Responsibilities and Key Tasks
As a Mental Health Practitioner you will provide specialist mental healthcare to offenders as part of the Mental Health In‑Reach Team and wider multidisciplinary team (MDT). You will work in a psychologically minded way with offenders in achieving their agreed goals and quality health outcomes.
- Deliver a range of specialist interventions at primary and secondary care level, including referral management, screening assessment, triage, evidence‑based interventions, care planning and risk assessment, one‑to‑one and group‑work facilitation.
- Manage a mixed and challenging caseload of offenders with learning disabilities and mental health conditions, performing robust assessment, screening and interventions.
- Contribute to alternatives to inpatient admission and assist with early discharge through implementation of high‑intensity interventions and complex case management arrangements, reducing length of stay in prison inpatient services and external NHS/independent in‑patient services.
- Work closely with community mental health teams (CMHTs) to ensure appropriate sharing of information, continuity of care and the Care Programme Approach (CPA) for all offenders as necessary.
- Provide active clinical leadership and supervision within the team, covering for the manager and colleagues as required, and receive supervision as directed (line management and clinical).
- Deliver psychological therapy and specialist activities under the direction of the clinical lead, participating in resource centre services as directed.
- Develop and take on a specialist lead role as appropriate, providing peer support and training in this area, and contribute towards support, advice, consultation and training for prison staff.

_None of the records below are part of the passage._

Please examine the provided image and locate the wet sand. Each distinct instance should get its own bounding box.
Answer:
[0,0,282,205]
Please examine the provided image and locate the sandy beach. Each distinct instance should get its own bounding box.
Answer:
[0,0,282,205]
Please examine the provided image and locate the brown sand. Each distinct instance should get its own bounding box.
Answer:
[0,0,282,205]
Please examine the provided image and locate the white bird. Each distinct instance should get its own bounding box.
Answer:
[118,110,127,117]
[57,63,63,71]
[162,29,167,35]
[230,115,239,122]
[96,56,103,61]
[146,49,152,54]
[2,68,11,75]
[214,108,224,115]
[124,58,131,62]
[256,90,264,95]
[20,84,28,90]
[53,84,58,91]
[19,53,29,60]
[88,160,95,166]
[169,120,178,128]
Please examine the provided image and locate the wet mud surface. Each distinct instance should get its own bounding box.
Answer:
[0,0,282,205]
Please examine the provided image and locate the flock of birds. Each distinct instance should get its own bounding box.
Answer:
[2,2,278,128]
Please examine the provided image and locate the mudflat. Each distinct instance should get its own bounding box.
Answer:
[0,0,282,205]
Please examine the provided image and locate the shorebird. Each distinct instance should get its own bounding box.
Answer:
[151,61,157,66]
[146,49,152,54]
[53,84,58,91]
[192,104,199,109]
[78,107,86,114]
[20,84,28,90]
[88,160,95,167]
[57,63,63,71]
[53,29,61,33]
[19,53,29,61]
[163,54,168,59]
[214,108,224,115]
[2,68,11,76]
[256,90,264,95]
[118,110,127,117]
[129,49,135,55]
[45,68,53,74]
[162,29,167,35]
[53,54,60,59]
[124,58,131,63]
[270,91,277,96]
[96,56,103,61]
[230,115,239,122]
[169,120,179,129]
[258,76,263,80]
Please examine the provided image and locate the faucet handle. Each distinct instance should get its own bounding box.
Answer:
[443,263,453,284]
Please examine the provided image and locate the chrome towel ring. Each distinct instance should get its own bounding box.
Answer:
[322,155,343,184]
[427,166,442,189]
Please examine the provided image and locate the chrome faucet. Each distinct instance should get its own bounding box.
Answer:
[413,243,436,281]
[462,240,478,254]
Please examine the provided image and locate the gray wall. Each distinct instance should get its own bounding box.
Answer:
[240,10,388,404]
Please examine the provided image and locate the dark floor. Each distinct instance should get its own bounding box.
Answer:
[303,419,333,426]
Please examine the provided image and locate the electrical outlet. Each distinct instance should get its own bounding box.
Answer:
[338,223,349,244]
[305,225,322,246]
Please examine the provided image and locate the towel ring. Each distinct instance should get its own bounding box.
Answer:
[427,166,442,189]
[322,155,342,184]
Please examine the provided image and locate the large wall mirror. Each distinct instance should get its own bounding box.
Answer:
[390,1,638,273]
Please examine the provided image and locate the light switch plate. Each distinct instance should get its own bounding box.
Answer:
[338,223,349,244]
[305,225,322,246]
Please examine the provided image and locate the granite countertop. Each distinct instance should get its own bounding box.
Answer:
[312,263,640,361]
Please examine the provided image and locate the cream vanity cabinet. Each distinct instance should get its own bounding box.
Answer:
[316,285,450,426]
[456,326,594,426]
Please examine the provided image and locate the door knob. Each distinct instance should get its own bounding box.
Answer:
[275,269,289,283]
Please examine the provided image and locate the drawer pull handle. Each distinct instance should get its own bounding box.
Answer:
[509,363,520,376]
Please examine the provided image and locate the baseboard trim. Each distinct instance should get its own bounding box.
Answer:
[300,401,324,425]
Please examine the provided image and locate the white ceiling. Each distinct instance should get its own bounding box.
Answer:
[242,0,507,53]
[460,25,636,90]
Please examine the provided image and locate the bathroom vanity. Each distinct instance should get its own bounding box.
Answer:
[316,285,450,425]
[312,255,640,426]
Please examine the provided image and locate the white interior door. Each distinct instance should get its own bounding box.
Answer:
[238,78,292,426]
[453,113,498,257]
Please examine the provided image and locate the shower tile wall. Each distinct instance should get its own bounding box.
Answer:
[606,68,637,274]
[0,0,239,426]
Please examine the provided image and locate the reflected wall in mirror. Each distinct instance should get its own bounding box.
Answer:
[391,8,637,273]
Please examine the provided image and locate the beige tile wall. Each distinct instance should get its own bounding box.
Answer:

- Ensure that a single, integrated, care plan is devolved in collaboration with service users, facilitating the development of comprehensive risk assessment, crisis plans, rapid access plans and advance statements involving other agencies such as primary care where appropriate.
- Support patients to manage all areas of their health at every stage, embedding health promotion into every aspect of the service and achieving a proactive, evidence‑based approach to clinical interventions and health promotion/prevention activity.
Disability Confident Statement
Disability confident – a disability confident employer will generally offer an interview to any applicant that declares they have a disability and meets the minimum criteria for the job as defined by the employer. It is important to note that in certain recruitment situations such as high‑volume, seasonal and high‑peak times, the employer may wish to limit the overall numbers of interviews offered to both disabled people and non‑disabled people.